Asian people are underrepresented in popular American music in general, and the few prominent Asian hip hop artists often skirt the lines between creating original work within a traditionally black genre and appropriation.
Some rappers, like Dumbfoundead and Awkwafina, navigate this line successfully by explicitly incorporating aspects of their Asian identity into their music and working to be conscious of the Culture as a whole.
But other Asian artists have faced backlash from blurring the boundary between appreciation and microaggression. Korean rapper Keith Ape was accused of cultural appropriation in 2015 for the music video for his breakout single It G Ma.
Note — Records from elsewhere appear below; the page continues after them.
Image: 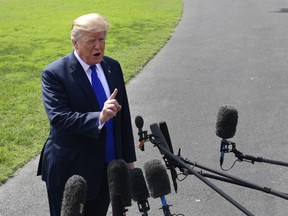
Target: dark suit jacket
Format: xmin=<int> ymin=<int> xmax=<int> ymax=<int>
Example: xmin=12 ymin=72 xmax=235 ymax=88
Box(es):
xmin=38 ymin=52 xmax=136 ymax=199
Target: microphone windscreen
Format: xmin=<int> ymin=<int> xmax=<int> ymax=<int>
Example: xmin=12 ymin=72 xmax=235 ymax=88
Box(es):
xmin=144 ymin=159 xmax=171 ymax=198
xmin=159 ymin=121 xmax=174 ymax=154
xmin=107 ymin=159 xmax=132 ymax=207
xmin=129 ymin=168 xmax=149 ymax=202
xmin=150 ymin=123 xmax=171 ymax=155
xmin=216 ymin=105 xmax=238 ymax=139
xmin=61 ymin=175 xmax=87 ymax=216
xmin=135 ymin=116 xmax=144 ymax=129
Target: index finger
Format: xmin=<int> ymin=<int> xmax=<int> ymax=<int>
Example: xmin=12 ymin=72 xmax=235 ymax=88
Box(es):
xmin=108 ymin=88 xmax=118 ymax=100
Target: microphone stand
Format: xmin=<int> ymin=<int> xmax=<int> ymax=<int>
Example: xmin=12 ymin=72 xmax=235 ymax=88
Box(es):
xmin=231 ymin=143 xmax=288 ymax=167
xmin=182 ymin=159 xmax=288 ymax=200
xmin=221 ymin=140 xmax=288 ymax=167
xmin=148 ymin=135 xmax=254 ymax=216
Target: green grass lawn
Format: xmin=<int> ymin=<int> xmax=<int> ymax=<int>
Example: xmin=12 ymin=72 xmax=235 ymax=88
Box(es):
xmin=0 ymin=0 xmax=182 ymax=184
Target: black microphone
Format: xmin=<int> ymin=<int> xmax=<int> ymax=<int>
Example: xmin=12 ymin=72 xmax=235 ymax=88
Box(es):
xmin=61 ymin=175 xmax=87 ymax=216
xmin=150 ymin=123 xmax=170 ymax=155
xmin=135 ymin=116 xmax=147 ymax=151
xmin=107 ymin=159 xmax=131 ymax=216
xmin=129 ymin=168 xmax=150 ymax=216
xmin=159 ymin=121 xmax=178 ymax=193
xmin=144 ymin=159 xmax=171 ymax=216
xmin=216 ymin=105 xmax=238 ymax=166
xmin=135 ymin=116 xmax=144 ymax=142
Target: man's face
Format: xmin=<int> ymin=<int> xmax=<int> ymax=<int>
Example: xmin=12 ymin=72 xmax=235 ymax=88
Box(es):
xmin=72 ymin=32 xmax=106 ymax=65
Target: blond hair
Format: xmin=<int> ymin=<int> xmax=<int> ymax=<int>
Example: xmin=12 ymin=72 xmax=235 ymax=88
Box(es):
xmin=71 ymin=13 xmax=109 ymax=40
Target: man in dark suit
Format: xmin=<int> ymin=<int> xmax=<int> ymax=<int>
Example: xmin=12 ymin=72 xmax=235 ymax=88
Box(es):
xmin=38 ymin=14 xmax=136 ymax=216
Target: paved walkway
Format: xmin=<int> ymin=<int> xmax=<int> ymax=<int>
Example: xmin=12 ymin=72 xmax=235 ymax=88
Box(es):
xmin=0 ymin=0 xmax=288 ymax=216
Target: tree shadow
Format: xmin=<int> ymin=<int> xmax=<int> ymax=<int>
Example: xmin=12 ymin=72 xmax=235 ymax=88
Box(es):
xmin=274 ymin=8 xmax=288 ymax=13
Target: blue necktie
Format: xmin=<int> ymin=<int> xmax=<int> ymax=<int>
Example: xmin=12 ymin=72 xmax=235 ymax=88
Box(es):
xmin=90 ymin=65 xmax=115 ymax=163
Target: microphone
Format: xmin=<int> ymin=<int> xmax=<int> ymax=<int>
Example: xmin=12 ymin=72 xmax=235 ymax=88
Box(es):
xmin=129 ymin=168 xmax=150 ymax=216
xmin=216 ymin=105 xmax=238 ymax=166
xmin=135 ymin=116 xmax=147 ymax=151
xmin=150 ymin=123 xmax=170 ymax=155
xmin=159 ymin=121 xmax=178 ymax=193
xmin=144 ymin=159 xmax=171 ymax=216
xmin=107 ymin=159 xmax=131 ymax=216
xmin=61 ymin=175 xmax=87 ymax=216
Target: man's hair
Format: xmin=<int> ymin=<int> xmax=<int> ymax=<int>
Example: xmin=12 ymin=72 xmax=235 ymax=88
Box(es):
xmin=71 ymin=13 xmax=109 ymax=40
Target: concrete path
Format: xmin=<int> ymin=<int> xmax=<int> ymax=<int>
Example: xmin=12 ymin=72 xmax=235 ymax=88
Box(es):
xmin=0 ymin=0 xmax=288 ymax=216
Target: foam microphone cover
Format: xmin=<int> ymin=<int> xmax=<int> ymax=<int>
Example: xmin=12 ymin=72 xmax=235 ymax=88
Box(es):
xmin=129 ymin=168 xmax=149 ymax=202
xmin=144 ymin=159 xmax=171 ymax=198
xmin=216 ymin=105 xmax=238 ymax=139
xmin=135 ymin=116 xmax=144 ymax=129
xmin=61 ymin=175 xmax=87 ymax=216
xmin=107 ymin=159 xmax=132 ymax=207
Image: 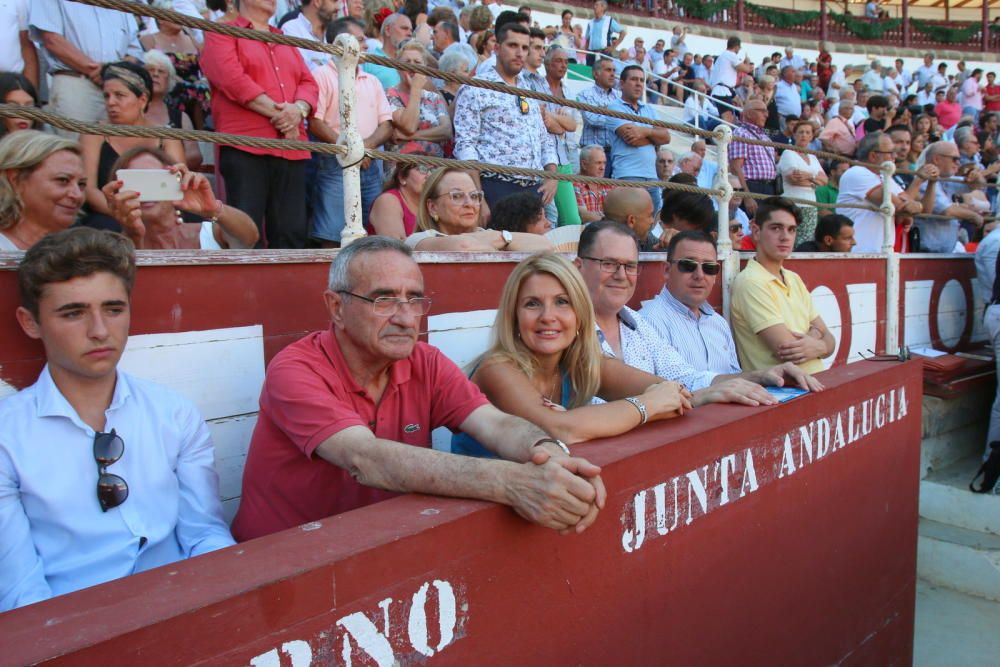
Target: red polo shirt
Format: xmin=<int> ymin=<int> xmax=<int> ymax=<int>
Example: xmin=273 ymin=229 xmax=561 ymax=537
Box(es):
xmin=232 ymin=329 xmax=488 ymax=541
xmin=198 ymin=16 xmax=319 ymax=160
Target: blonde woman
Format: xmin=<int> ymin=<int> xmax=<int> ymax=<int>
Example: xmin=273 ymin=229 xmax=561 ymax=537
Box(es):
xmin=452 ymin=252 xmax=691 ymax=456
xmin=406 ymin=167 xmax=552 ymax=252
xmin=0 ymin=130 xmax=87 ymax=251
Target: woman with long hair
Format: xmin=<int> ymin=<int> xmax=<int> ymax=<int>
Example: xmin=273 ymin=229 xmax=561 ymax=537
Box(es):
xmin=0 ymin=130 xmax=87 ymax=251
xmin=406 ymin=167 xmax=552 ymax=252
xmin=368 ymin=163 xmax=432 ymax=241
xmin=452 ymin=252 xmax=691 ymax=456
xmin=80 ymin=61 xmax=184 ymax=222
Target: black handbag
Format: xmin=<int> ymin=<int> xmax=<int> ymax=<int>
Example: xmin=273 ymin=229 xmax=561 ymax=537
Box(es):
xmin=969 ymin=440 xmax=1000 ymax=493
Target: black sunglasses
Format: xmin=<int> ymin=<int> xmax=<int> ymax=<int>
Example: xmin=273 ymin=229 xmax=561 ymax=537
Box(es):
xmin=94 ymin=429 xmax=128 ymax=512
xmin=667 ymin=259 xmax=722 ymax=276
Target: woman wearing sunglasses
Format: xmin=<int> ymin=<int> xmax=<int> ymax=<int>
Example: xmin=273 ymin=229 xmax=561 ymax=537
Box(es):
xmin=451 ymin=252 xmax=691 ymax=456
xmin=406 ymin=167 xmax=552 ymax=252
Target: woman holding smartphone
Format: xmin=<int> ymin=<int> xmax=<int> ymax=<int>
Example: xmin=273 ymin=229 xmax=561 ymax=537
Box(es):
xmin=102 ymin=146 xmax=258 ymax=250
xmin=80 ymin=61 xmax=184 ymax=231
xmin=451 ymin=252 xmax=691 ymax=456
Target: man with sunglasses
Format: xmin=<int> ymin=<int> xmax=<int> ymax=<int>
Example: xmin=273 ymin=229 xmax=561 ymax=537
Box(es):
xmin=233 ymin=236 xmax=605 ymax=540
xmin=576 ymin=220 xmax=805 ymax=406
xmin=731 ymin=197 xmax=840 ymax=373
xmin=0 ymin=227 xmax=233 ymax=612
xmin=914 ymin=141 xmax=983 ymax=252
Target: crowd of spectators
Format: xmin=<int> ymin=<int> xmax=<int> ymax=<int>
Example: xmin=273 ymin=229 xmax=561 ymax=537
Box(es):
xmin=0 ymin=0 xmax=1000 ymax=252
xmin=0 ymin=0 xmax=1000 ymax=611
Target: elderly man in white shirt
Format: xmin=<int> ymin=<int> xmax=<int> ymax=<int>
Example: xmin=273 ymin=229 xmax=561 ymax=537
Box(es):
xmin=28 ymin=0 xmax=142 ymax=139
xmin=0 ymin=227 xmax=233 ymax=612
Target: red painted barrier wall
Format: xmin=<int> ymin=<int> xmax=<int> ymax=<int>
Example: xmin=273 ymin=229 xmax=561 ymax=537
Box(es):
xmin=0 ymin=362 xmax=921 ymax=667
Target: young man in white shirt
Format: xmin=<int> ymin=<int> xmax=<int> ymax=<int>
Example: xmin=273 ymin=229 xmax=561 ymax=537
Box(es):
xmin=709 ymin=37 xmax=753 ymax=123
xmin=0 ymin=227 xmax=233 ymax=611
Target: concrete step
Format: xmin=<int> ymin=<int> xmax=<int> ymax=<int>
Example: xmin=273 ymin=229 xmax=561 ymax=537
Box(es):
xmin=920 ymin=450 xmax=1000 ymax=535
xmin=913 ymin=579 xmax=1000 ymax=667
xmin=920 ymin=422 xmax=988 ymax=479
xmin=917 ymin=520 xmax=1000 ymax=601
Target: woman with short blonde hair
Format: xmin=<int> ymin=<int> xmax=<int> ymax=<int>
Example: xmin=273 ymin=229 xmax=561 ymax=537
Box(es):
xmin=452 ymin=252 xmax=691 ymax=456
xmin=406 ymin=167 xmax=552 ymax=252
xmin=0 ymin=130 xmax=87 ymax=251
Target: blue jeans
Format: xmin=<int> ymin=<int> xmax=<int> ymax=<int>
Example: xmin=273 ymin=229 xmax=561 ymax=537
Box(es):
xmin=308 ymin=153 xmax=382 ymax=243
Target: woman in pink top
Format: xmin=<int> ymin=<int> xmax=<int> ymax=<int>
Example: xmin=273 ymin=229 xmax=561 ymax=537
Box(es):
xmin=368 ymin=164 xmax=433 ymax=241
xmin=934 ymin=87 xmax=962 ymax=130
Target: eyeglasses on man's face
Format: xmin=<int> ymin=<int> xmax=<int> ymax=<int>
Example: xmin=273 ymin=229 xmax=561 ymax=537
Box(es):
xmin=667 ymin=259 xmax=722 ymax=276
xmin=580 ymin=255 xmax=642 ymax=276
xmin=437 ymin=190 xmax=483 ymax=206
xmin=337 ymin=290 xmax=431 ymax=317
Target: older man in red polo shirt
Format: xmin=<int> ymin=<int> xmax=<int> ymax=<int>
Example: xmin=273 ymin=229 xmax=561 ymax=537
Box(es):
xmin=200 ymin=0 xmax=318 ymax=248
xmin=232 ymin=236 xmax=606 ymax=540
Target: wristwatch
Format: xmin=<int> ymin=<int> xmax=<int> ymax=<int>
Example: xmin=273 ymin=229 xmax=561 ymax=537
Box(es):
xmin=295 ymin=100 xmax=309 ymax=120
xmin=625 ymin=396 xmax=649 ymax=426
xmin=532 ymin=436 xmax=570 ymax=456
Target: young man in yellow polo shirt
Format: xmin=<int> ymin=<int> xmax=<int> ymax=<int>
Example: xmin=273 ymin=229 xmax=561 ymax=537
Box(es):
xmin=732 ymin=197 xmax=835 ymax=373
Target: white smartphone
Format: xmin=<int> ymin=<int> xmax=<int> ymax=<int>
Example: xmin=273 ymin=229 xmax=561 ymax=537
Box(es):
xmin=118 ymin=169 xmax=184 ymax=201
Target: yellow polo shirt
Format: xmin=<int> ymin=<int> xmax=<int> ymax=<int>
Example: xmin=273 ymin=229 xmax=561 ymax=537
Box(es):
xmin=732 ymin=259 xmax=823 ymax=373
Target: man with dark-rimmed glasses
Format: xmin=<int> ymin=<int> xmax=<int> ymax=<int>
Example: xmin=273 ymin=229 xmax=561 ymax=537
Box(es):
xmin=639 ymin=230 xmax=823 ymax=391
xmin=233 ymin=236 xmax=605 ymax=541
xmin=0 ymin=227 xmax=233 ymax=611
xmin=576 ymin=220 xmax=818 ymax=406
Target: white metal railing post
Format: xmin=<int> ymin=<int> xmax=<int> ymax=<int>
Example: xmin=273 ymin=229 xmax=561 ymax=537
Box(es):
xmin=334 ymin=34 xmax=366 ymax=247
xmin=713 ymin=125 xmax=740 ymax=320
xmin=880 ymin=162 xmax=899 ymax=354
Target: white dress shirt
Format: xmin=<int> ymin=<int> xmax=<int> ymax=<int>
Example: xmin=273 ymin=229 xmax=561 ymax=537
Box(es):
xmin=28 ymin=0 xmax=143 ymax=72
xmin=0 ymin=366 xmax=233 ymax=611
xmin=281 ymin=14 xmax=333 ymax=70
xmin=639 ymin=287 xmax=743 ymax=375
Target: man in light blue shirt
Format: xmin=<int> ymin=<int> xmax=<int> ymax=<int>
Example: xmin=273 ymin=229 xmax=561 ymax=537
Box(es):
xmin=584 ymin=0 xmax=626 ymax=67
xmin=639 ymin=231 xmax=823 ymax=391
xmin=609 ymin=65 xmax=670 ymax=212
xmin=28 ymin=0 xmax=142 ymax=139
xmin=0 ymin=227 xmax=233 ymax=612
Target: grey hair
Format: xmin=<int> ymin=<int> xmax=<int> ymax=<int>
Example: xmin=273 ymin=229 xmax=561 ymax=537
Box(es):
xmin=580 ymin=144 xmax=604 ymax=160
xmin=438 ymin=43 xmax=479 ymax=72
xmin=952 ymin=125 xmax=976 ymax=148
xmin=854 ymin=132 xmax=885 ymax=162
xmin=327 ymin=236 xmax=413 ymax=292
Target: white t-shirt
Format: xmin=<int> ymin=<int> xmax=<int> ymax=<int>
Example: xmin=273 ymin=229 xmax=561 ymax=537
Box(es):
xmin=711 ymin=51 xmax=744 ymax=97
xmin=778 ymin=151 xmax=823 ymax=201
xmin=837 ymin=166 xmax=903 ymax=252
xmin=0 ymin=0 xmax=28 ymax=74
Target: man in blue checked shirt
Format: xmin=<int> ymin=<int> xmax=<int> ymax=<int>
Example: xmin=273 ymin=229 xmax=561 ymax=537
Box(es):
xmin=639 ymin=231 xmax=823 ymax=391
xmin=576 ymin=220 xmax=820 ymax=406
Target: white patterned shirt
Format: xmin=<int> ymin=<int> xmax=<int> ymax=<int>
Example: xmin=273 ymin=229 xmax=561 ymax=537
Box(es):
xmin=455 ymin=69 xmax=559 ymax=169
xmin=639 ymin=287 xmax=743 ymax=375
xmin=597 ymin=306 xmax=718 ymax=391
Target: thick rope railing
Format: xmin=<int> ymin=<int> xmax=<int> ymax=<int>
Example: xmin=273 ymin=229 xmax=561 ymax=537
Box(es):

The video showed Ape and his friends sporting grills and corn rows, and menacing the camera with finger guns. Ape later released a remix, and another music video, through Complex that featured black rappers like A$AP Ferg and Father.
In 2016, M.I.A., who is of Sri Lankan descent, caught fire last year for her insensitive comments about the Black Lives Matter movement. The fallout from her statements resulted in her being dropped from the lineup of the 2016 Afropunk Festival in London.
Did Tina Fey know what she was tapping into when she wrote a script where one Vietnamese girl called another Vietnamese girl the n-word in a high school gymnasium? For sure, no. It does not seem like she has a finger on the pulse of current youth culture, given her last couple of movies.
But whether purposeful or not, this throwaway moment in Mean Girls serves as an uncomfortable reminder that sometimes, Asian youth culture thoughtlessly appropriates that of their black peers, and has done so since Aaron Samuels first asked what day it was back in 2004.